Y me lo compro. Me lo preparan, muy envuelto con papel de color, y me voy con él a casa. Rasgo el envoltorio y me pongo a leer. Es decir, lo intento, porque apenas abierto el libro por la primera página, esta salta, y también la segunda, y la tercera y, así, hasta las trescientas veinticinco que tiene (que sueltas parecen lo menos seicientas).

¿Que pasa aquí? Esto no es ya que se despeguen las tapas, sino que cada hoja parece una mariposa con ganas de volar. ¿No hay algún control de calidad en lo que se refiere a libros? No lo parece al menos. De manera que debe ser el lector escarmentado el que avise a sus compañeros de vicio.

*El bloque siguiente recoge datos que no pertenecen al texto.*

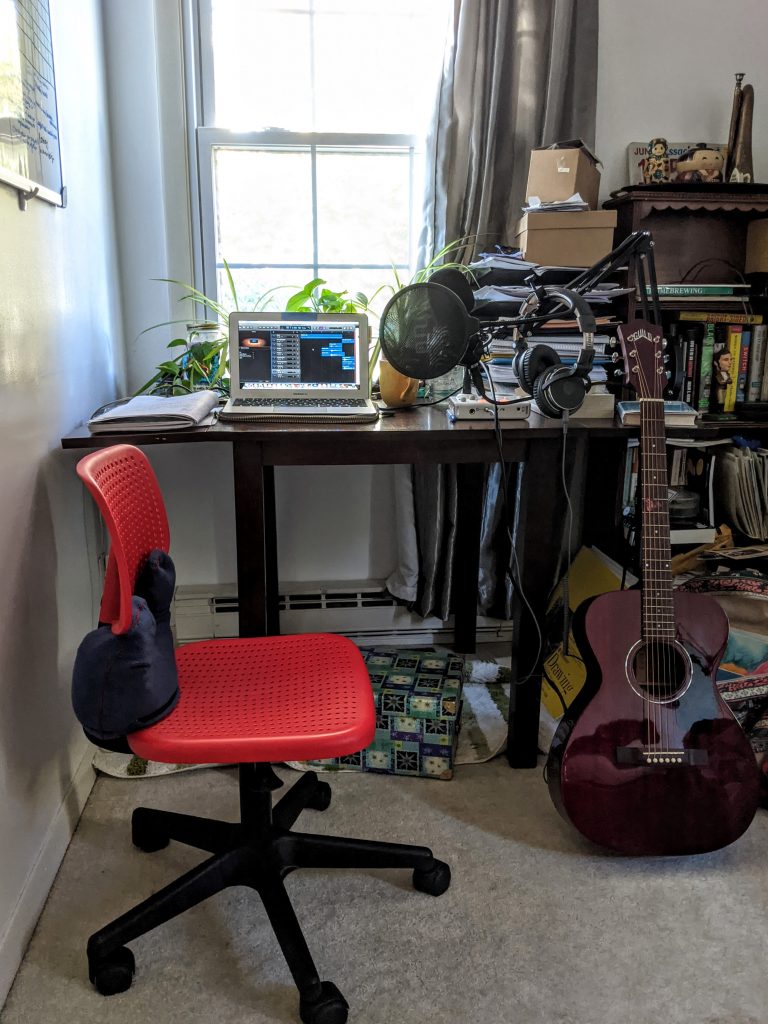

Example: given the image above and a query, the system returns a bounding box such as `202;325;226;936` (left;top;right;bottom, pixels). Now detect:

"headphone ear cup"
534;366;589;420
513;345;561;394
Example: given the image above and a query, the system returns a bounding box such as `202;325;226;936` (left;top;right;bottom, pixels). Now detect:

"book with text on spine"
616;401;697;427
645;284;750;298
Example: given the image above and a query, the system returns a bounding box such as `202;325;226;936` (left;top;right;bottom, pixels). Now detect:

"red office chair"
77;444;451;1024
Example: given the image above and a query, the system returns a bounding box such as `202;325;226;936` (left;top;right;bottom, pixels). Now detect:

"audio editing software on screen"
238;321;358;390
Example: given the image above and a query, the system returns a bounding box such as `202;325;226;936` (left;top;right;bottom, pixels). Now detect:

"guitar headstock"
617;321;668;398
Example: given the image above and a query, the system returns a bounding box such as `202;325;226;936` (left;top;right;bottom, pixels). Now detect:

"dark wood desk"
61;408;628;768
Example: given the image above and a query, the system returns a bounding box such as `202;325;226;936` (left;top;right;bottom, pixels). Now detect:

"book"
679;309;763;324
695;323;715;413
718;324;742;413
744;324;768;401
88;391;220;434
755;324;768;401
736;325;752;402
616;401;698;419
645;284;750;298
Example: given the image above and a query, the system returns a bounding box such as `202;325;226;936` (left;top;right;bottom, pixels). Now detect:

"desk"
61;407;629;768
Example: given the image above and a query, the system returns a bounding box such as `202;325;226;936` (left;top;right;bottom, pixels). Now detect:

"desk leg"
454;463;484;654
232;439;269;637
263;466;280;636
507;434;586;768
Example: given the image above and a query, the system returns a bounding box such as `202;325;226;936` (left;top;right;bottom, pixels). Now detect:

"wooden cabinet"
603;182;768;284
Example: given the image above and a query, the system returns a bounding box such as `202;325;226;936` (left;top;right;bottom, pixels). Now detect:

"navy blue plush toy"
72;550;179;750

El libro en cuestión se titula: Enigmas (nombre de la serie) Extraterrestres, de François Biraud y Jean-Claude Ribes. Publica ediciones daimón (en minúscula, que se lo merece) y consta de dieciséis ilustraciones y trescientas veintiocho páginas (lo sé por experiencia). Daimón, en su colección Enigmas tiene en el mercado: "De profesión: asesino", "De la sexualidad", "Los mercenarios", "El ocultismo", "Los esclavos del Diablo" y "Horóscopo". Cada ejemplar cuesta cien pesetas, que teniendo en cuenta las tapas de cartulina, la ausencia de guardas y que la cola ha sido substituida por agua, suponen un bonito margen de beneficios.

Lo digo para que, si algún lector va a la librería, sepa lo que compra y no se extrañe de tener que tirar a la basura el libro sin haberle leído ni la cuarta página.


Noticia de última hora (bien sabida ya)

¿Sabían ustedes que muchos hoteles cobran un precio a los turistas (que llegan en vuelo charter y han pagado a sus agencias), y otro muy distinto a los españoles? Tan distinto que es considerablemente más elevado. Además de que "España es diferente" convendría avisar que "el turismo, para los turistas".

Como en casi todas las ocasiones, mejor es no moverse de casa.


Publicado en el Diario Menorca el 10 de julio de 1973.


Publicado el 16 de octubre de 2020 por Edu Robsy.